April 12th, 2013 / by / in: travel / 7 Responses


Ah, Shinsekai. An old Osaka neighbourhood that Osakans seem to think is dangerous. But in a country that’s incredibly safe, that’s not really saying much. (Most of Detroit makes even the worst parts of Japan look like Disneyland.) Shinsekai (新世界) literally means “new world” which I suppose is kind of funny now because the area is pretty run down. Here’s what Wikipedia says:

The neighbourhood was created in 1912 with New York as a model for its southern half and Paris for its northern half. As a result of minimal redevelopment after World War II, the area has become one of Japan’s poorest. Despite its negative image and commonly held reputation as Osaka’s most dangerous area, Shinsekai boasts a colourful history and unique identity.

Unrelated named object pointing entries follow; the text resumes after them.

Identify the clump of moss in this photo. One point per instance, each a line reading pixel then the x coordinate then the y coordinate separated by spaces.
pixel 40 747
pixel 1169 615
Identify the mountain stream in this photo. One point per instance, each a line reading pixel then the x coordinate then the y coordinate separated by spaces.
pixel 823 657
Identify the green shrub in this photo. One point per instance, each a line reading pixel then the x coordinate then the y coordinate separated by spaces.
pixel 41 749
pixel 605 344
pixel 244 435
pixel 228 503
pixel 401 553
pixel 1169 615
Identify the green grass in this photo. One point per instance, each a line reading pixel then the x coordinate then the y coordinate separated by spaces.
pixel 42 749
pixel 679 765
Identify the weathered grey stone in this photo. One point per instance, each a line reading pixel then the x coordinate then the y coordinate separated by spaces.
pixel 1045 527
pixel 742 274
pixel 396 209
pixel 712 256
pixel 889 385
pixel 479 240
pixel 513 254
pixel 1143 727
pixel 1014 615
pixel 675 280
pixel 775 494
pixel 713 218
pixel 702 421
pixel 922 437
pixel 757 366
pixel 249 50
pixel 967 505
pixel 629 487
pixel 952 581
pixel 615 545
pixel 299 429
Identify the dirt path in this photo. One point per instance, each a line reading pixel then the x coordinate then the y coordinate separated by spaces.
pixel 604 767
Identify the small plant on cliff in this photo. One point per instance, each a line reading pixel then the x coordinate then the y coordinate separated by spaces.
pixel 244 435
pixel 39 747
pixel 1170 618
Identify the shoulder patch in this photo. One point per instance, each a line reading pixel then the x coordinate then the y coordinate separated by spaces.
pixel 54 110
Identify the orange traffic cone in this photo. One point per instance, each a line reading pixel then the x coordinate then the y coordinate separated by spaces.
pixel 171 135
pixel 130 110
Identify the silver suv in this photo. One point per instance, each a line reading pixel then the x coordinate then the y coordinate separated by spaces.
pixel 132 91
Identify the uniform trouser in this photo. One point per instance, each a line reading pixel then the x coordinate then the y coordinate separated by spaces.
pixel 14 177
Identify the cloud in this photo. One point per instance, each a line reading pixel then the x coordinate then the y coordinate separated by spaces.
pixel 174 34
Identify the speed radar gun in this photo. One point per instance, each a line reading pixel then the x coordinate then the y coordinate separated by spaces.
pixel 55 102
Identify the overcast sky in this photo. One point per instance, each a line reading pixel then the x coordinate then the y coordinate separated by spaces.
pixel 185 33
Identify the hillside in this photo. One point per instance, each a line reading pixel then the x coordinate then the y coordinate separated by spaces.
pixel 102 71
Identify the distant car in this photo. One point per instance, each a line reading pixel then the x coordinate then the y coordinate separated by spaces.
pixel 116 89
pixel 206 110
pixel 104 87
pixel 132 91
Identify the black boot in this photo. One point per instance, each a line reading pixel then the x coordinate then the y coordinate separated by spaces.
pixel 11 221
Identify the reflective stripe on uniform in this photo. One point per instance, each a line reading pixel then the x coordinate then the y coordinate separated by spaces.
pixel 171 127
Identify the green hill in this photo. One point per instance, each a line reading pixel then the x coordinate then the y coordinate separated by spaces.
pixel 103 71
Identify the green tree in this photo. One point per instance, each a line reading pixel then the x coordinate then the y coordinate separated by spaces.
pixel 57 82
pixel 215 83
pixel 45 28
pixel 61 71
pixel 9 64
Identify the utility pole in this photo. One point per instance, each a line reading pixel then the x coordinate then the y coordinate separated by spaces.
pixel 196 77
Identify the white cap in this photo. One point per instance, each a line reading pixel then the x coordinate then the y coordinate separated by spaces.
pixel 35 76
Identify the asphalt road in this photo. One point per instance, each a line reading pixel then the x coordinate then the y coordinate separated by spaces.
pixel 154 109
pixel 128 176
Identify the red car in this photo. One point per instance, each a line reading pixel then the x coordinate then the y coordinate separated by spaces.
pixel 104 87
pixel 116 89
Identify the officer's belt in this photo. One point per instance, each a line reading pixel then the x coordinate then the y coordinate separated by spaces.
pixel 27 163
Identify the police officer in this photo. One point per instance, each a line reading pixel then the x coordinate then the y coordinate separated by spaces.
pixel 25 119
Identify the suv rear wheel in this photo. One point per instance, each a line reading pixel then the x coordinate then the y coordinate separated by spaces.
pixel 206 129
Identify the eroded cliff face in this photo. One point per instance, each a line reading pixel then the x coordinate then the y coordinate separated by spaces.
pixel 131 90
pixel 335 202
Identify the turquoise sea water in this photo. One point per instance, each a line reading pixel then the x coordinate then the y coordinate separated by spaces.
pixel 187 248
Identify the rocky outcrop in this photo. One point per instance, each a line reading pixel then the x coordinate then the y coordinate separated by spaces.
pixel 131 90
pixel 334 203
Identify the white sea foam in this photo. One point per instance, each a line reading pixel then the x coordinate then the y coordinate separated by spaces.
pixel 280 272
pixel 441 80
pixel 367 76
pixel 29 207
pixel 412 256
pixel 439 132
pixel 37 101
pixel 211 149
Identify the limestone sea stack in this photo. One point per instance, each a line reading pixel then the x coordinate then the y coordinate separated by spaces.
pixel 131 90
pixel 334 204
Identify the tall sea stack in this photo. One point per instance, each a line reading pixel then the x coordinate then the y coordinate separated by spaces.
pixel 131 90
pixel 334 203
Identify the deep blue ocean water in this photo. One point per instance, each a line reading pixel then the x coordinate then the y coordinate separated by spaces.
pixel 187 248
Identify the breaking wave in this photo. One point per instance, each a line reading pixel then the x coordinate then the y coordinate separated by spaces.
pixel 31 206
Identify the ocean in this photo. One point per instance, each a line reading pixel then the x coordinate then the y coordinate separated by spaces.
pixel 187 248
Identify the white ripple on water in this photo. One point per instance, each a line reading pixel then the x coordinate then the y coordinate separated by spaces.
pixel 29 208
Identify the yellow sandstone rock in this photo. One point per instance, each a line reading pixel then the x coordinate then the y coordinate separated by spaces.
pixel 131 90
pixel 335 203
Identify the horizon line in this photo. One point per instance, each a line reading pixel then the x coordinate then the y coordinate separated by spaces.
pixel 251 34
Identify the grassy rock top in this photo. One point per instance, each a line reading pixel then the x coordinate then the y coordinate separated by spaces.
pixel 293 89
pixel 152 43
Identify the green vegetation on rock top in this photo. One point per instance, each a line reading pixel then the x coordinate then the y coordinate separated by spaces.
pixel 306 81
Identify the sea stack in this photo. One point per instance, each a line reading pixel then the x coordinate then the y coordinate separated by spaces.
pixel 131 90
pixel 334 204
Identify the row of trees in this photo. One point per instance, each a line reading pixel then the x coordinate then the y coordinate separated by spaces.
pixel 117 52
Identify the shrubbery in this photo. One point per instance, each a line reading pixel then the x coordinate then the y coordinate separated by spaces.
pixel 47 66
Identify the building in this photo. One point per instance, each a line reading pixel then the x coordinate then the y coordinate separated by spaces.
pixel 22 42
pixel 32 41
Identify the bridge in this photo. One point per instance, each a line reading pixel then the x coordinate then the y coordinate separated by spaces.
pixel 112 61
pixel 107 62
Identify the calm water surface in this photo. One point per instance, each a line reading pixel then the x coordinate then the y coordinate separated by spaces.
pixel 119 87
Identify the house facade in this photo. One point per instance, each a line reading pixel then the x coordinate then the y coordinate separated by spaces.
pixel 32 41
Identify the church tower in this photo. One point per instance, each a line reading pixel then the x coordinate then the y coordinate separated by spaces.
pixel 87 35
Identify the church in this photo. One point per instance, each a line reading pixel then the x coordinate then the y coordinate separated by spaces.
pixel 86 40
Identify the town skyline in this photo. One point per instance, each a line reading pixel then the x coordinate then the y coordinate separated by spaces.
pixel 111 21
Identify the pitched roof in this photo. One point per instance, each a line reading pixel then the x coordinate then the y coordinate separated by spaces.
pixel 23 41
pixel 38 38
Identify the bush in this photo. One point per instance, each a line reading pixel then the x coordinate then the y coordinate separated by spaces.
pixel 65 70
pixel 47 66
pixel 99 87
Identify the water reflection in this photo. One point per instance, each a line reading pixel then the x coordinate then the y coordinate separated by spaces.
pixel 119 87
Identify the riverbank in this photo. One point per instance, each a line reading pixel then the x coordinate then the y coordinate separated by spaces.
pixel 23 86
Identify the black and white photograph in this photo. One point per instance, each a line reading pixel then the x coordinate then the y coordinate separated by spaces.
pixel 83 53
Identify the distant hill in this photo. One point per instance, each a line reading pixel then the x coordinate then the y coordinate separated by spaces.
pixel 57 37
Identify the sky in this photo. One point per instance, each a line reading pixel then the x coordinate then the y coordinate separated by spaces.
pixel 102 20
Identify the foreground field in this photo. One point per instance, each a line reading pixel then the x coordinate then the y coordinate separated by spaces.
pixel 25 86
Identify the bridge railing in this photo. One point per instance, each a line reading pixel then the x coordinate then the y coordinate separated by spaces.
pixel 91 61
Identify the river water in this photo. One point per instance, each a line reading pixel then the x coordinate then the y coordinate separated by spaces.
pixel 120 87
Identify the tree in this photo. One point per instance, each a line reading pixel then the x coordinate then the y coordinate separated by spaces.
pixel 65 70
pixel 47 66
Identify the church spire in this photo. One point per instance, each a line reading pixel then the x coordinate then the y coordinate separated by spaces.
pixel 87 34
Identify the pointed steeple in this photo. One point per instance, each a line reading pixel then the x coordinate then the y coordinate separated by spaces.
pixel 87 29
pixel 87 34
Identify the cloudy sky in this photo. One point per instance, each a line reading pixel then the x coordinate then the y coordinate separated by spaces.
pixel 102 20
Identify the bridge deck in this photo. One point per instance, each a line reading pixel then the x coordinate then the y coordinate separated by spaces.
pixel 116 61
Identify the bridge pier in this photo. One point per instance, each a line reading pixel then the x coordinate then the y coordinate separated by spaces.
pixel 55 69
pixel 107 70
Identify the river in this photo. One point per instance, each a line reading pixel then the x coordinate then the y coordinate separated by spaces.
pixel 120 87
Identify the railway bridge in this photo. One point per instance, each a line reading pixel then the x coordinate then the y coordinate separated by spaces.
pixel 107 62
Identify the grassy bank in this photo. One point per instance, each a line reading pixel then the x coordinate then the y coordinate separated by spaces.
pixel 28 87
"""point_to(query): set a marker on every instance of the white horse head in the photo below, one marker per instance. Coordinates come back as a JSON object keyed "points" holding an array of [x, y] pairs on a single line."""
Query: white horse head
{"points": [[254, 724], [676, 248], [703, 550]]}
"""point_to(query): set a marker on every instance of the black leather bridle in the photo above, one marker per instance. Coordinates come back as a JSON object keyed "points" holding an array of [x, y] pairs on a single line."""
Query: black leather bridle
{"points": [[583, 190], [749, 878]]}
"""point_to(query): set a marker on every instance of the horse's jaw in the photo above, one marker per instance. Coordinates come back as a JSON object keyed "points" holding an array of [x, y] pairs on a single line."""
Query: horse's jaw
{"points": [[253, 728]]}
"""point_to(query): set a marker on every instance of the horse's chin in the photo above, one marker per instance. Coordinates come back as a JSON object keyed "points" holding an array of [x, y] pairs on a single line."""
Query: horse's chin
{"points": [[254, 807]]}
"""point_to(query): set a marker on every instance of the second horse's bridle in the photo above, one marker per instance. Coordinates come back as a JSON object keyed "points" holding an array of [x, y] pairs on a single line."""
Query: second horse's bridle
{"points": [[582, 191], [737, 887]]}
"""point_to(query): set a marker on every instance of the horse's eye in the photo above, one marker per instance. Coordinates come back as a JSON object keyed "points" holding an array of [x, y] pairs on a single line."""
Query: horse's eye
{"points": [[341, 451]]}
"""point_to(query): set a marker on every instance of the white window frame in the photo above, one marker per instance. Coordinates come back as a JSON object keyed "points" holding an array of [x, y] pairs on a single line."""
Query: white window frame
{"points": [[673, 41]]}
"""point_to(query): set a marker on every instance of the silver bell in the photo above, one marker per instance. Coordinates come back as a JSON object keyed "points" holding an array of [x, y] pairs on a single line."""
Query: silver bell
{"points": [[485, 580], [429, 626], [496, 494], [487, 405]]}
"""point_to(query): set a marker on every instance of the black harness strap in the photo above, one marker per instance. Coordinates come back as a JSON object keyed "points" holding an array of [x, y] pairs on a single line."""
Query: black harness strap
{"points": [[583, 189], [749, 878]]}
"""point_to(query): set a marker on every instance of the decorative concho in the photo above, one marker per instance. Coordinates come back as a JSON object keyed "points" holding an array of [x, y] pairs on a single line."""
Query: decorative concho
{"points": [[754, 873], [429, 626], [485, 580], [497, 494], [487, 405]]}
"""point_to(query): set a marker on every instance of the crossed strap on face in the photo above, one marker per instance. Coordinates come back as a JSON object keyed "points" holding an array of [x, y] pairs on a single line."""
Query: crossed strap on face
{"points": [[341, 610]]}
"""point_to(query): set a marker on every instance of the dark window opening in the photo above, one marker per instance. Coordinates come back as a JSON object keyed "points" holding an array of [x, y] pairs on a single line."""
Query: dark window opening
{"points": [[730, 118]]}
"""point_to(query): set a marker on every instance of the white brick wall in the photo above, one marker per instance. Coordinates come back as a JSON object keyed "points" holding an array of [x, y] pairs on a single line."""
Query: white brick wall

Whether the stigma surrounding Shinsekai is deserved is open to debate. Many Osakans claim to be afraid to set foot in the area. The travel guide Lonely Planet Japan, warns visitors to “keep their wits about them” as Shinsekai may be the “closest thing in Japan to a dangerous neighbourhood”. 

This makes Shinsekai sound like a terrible place, but it’s actually not! During the day, it’s crowded with families, schoolchildren, and tourists. It’s an interesting place to visit because it’s like entering a time warp. Lots of really old buildings, decrepit storefronts, small restaurants, and bars filled with old men who look like they’ve been there since 1912. The neighbourhood is also famous for kushikatsu, which is basically delicious fried things on sticks.


See, does this look dangerous to you?


Narrow alleyways filled with restaurants and not so dangerous people.


I guess maybe this guy looks a little suspicious.


Most American Wal-marts are way scarier than this.


This tower, called Tsutenkaku, is an Osaka landmark. As far as towers go, it doesn’t seem very tall, but when it was built in 1912, it was apparently the second tallest structure in Asia. (It’s only 103 metres, and for comparison, the CN Tower is 553 metres.) We were planning to go up the tower but there was a lineup so we didn’t bother. Instead, we went to eat some kushikatsu!


Daruma (right across from Tsutenkaku, but there are several locations) is the most well-known kushikatsu place. It also had a lineup, but I’m much more willing to wait for fried food than I am for some mediocre tower views.


Peering inside.


Daruma is mostly counter seating, with a couple tables in the back. (But like most places in Japan, the counter is the prime spot.)


Hooray for fried things! One of my favourites is chikuwa cheese (ちくわチーズ), which is chikuwa (a kind of fish cake shaped like a tube), filled with cheese. Sounds gross, tastes delicious, especially when fried. My other favourites are shrimp and mochi.


Mike demonstrates dipping technique. There are signs everywhere (in Japanese and English and probably other languages too) reminding you of the cardinal kushikatsu rule: NO DOUBLE DIPPING IN THE SAUCE. The sauce is communal, and I don’t know what happens if you double dip, but it’s probably bad. If you need more sauce, you can use the provided cabbage to scoop up some more. There’s even a kushikatsu mascot (of course) named Kushitan. His sash says not to double dip in the sauce.


The “Paris” end of Shinsekai. It was mostly empty when we walked through.


Another view of Tsutenkaku.


Mike got kind of obsessed with these old-timey pinball-type machines. You put in 100 yen, and you get a bunch of white balls. Your goal is to get them in the numbered holes and win more balls. You can trade the balls in for prizes, but I’m not sure how you get yourself to stop playing. I also have yet to figure out if there’s any actual skill involved in this game. Shinsekai is also home to myriad pachinko parlours and a couple video game arcades that probably haven’t changed since the 1980s.


Another Shinsekai thing are these weird statues of Billiken. They’re everywhere! Billiken is actually an American invention — you can read the story on Wikipedia if you’re interested. You’re supposed to rub his feet for good luck but I think he’s creepy so I stay away.

So that’s the new world of Shinsekai. I might do another post about Shinsekai at night. (You know, if I don’t get murdered because it’s so dangerous.) If you’re ever in Osaka, it’s definitely worth walking through. Take the Midosuji line to Dobutsuen-mae station and start walking. The area leads right into Tennoji Zoo (a cute zoo that I’ll talk about in another post) and Tennoji Park.